Die Empfehlung adressiert zentrale Herausforderungen der Cybersicherheit: In einem dynamischen Bedrohungsumfeld sind Reaktionsgeschwindigkeit und Umsetzungstiefe entscheidend. Die EFI betont wörtlich, dass die Potenziale der Cyberagentur gestärkt werden sollten, indem auch deren Möglichkeiten, agil zu handeln, erweitert werden.
Die Cyberagentur sieht in den Vorschlägen Rückenwind für ihre Strategie 2026–2030. Diese setzt auf eine stärkere Rolle als Denkfabrik, verbindlichen Technologietransfer sowie Forschung bis in anwendungsnahe Reifegrade. Die Agentur bringt zudem die Idee eines Freiheitsgesetzes ins Gespräch, um Entscheidungs-, Vertrags- und Finanzierungswege weiter zu beschleunigen und risikoreiche, aber potenziell hochwirksame Vorhaben schneller umzusetzen.
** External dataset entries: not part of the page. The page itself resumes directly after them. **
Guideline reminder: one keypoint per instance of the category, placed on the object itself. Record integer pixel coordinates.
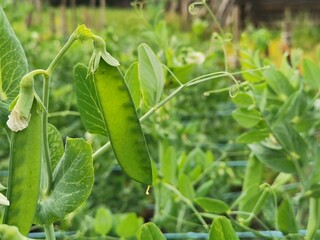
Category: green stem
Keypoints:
(46, 87)
(195, 81)
(46, 151)
(188, 203)
(314, 218)
(64, 49)
(49, 230)
(258, 205)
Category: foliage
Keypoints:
(193, 139)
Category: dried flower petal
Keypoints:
(3, 200)
(17, 121)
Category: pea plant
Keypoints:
(50, 177)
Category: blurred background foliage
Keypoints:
(194, 133)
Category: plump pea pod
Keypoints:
(123, 125)
(24, 173)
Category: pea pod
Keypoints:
(24, 173)
(123, 125)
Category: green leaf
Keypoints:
(133, 82)
(247, 118)
(277, 160)
(103, 221)
(4, 113)
(311, 73)
(150, 231)
(55, 145)
(13, 61)
(151, 75)
(293, 108)
(129, 225)
(221, 229)
(185, 187)
(291, 141)
(278, 83)
(72, 182)
(286, 221)
(8, 232)
(88, 104)
(250, 187)
(254, 135)
(212, 205)
(168, 164)
(243, 100)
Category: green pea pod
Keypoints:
(123, 125)
(24, 173)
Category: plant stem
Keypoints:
(314, 218)
(188, 203)
(49, 230)
(63, 50)
(46, 87)
(46, 152)
(195, 81)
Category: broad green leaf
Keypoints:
(221, 229)
(277, 160)
(185, 187)
(13, 62)
(72, 182)
(4, 113)
(55, 145)
(8, 232)
(243, 100)
(247, 118)
(133, 82)
(278, 83)
(128, 225)
(249, 64)
(248, 199)
(311, 73)
(88, 104)
(286, 221)
(151, 75)
(291, 140)
(254, 135)
(212, 205)
(150, 231)
(103, 221)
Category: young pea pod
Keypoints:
(24, 173)
(123, 125)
Prof. Dr. Christian Hummert, Forschungsdirektor der Cyberagentur, erklärte, Agilität sei in der Cybersicherheitsforschung keine Option, sondern eine Sicherheitsvoraussetzung. Bedrohungen entwickelten sich dynamisch, daher müsse auch die Umsetzungsgeschwindigkeit dynamisch sein. Besonders in der Dual-Use-Forschung verbinde die Agentur wissenschaftliche Exzellenz mit konkreter sicherheitspolitischer Relevanz. Die Strategie 2026–2030 biete den klaren Rahmen für mehr Tempo, mehr Transfer und mehr technologische Souveränität.
Die Cyberagentur wurde 2020 als Inhouse-Gesellschaft des Bundes unter Federführung des Bundesministeriums der Verteidigung und des Bundesministeriums des Innern und für Heimat gegründet. Sie ist Bestandteil der Nationalen Sicherheitsstrategie und konzentriert sich auf hochinnovative, risikobehaftete Vorhaben mit hohem Disruptionspotenzial im Bereich der Cybersicherheit. Die Geschäftsführung bilden Prof. Dr. Christian Hummert als Forschungsdirektor und Bettina Bubnys als kaufmännische Geschäftsführerin.